The imposition of the duty marks the beginning of the fifth lumber war between Canada and the U.S. since the 1980s, when producers in the U.S. Northwest first alleged that Canadian provinces subsidize their industries by charging below-market process for timber harvested from Crown lands. The allegations have never stood up to legal challenges, but Canada has invariably negotiated a settlement in exchange for lumber peace. The last agreement expired in October 2015.
The U.S. action has been expected by producers and consumers on both sides of the border, and U.S. lumber prices have risen 30% over the past few months in anticipation of the duty. The current price jump will buffer the immediate impact on Canadian producers, Susan Yurkovich, President of the BC Lumber Trade Council, said at a news conference in Vancouver Tuesday.
However, Yurkovich cautioned, lumber prices are volatile, and she fears smaller B.C. companies will be hit the hardest when the next price dip occurs.
"This is going to create a constraint for B.C. companies that are operating here," she said. "Prices are volatile – they go up and they go down, and we don't know what the actual impact on B.C. industry in total will be."
The BC Lumber Trade Council is already working with the provincial and federal governments to find ways of reducing those inevitable impacts, such as providing transitioning funds for workers who lose their jobs, Yurkovich said.
Council co-chair Duncan Davies, CEO of Vancouver-based Interfor, said the immediate impact on his company will be reduced profitability. He referred to the U.S. action as "a shakedown," by U.S. producers.
The Department of Commerce levied the duties after investigating five Canadian lumber companies. It assigned specific rates to each company. They are:
•J.D. Irving, 3.02%
•Resolute Forest Products, 12.82%
•West Fraser Timber, 24.12%.
The rest of the Canadian industry is being levied an average of these five rates but will be penalized further as the rates will be retroactive to Jan. 31.
Yurkovich called the process unprecedented and arbitrary. It makes no sense, she said, other than to pit Canadian companies against each other, as some will be paying more than others.

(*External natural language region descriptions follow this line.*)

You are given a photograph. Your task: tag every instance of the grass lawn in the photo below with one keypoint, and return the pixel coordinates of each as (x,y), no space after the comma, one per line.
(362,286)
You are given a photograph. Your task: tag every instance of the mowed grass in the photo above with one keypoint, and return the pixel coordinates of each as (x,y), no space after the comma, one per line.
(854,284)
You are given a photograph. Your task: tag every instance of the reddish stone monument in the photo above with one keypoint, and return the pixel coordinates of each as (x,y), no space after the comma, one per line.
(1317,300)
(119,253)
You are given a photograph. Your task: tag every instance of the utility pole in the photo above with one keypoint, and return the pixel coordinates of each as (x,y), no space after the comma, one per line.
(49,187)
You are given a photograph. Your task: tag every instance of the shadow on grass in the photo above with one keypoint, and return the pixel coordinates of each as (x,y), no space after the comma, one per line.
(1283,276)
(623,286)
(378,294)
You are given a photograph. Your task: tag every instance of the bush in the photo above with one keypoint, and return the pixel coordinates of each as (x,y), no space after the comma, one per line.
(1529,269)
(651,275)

"It's one of the particularly egregious pieces of what came out of yesterday," she said of the U.S. ruling. “These duties are unwarranted, and this determination is completely without merit."
The duty will affect U.S. consumers as well, Yurkovich said, by driving up the price of housing. U.S. lumber demand exceeds what that country's own industry produces, and the difference has traditionally been made up by Canada.

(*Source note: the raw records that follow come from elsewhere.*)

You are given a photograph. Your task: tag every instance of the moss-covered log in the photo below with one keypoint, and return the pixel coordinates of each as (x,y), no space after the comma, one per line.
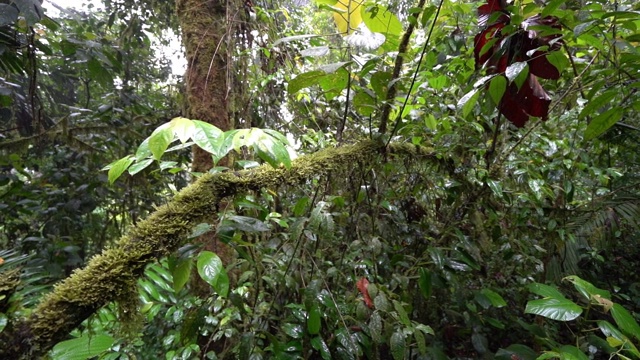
(111,276)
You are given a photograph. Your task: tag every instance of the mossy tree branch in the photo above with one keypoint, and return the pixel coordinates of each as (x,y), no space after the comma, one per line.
(111,276)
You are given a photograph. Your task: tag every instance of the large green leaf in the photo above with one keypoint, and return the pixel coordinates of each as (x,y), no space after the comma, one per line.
(211,270)
(118,167)
(314,320)
(183,128)
(272,151)
(554,308)
(587,289)
(181,273)
(139,166)
(545,290)
(210,139)
(82,348)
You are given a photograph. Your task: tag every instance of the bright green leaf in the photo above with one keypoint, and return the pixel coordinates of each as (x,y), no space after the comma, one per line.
(209,267)
(586,288)
(181,274)
(545,290)
(183,128)
(314,320)
(117,168)
(210,139)
(554,308)
(139,166)
(159,142)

Forest Products Association of Canada chief executive Derek Nighbor said in a news release that the association expects the duties will ultimately hurt "hard working men and women in our mill communities across Canada.”
Meanwhile, the U.S. Lumber Coalition applauded the ruling, saying it is the first step in levelling the playing field between Canadian and American producers. Their goal is to expand their industry, Cameron Krauss, legal chair of the U.S. Lumber Coalition and a senior vice-president of Oregon's Seneca Sawmill, said in a news release.
He said the Department of Commerce ruling "confirms that Canadian lumber mills are subsidized by their government and benefit from timber pricing policies and other subsidies which harm U.S. manufacturers and workers."
Not all Americans support that stand. The U.S. National Association of Home Builders says that even a 15% tariff would cost 4,600 American jobs and $265 million in lost wages and salaries in the U.S. residential construction and renovation industry alone.
NAHB Chairman Granger MacDonald, a homebuilder and developer from Kerrville, Texas, said the association is "deeply disappointed in this short-sighted action by the U.S. Department of Commerce that will ultimately do nothing to resolve issues causing the U.S.-Canadian lumber trade dispute but will negatively harm American consumers and housing affordability."
The Canadian government called the duties baseless and unfounded.
"The government of Canada disagrees strongly with the U.S. Department of Commerce's decision to impose an unfair and punitive duty," Natural Resources Minister Jim Carr and Foreign Affairs Minister Chrystia Freeland said in a statement.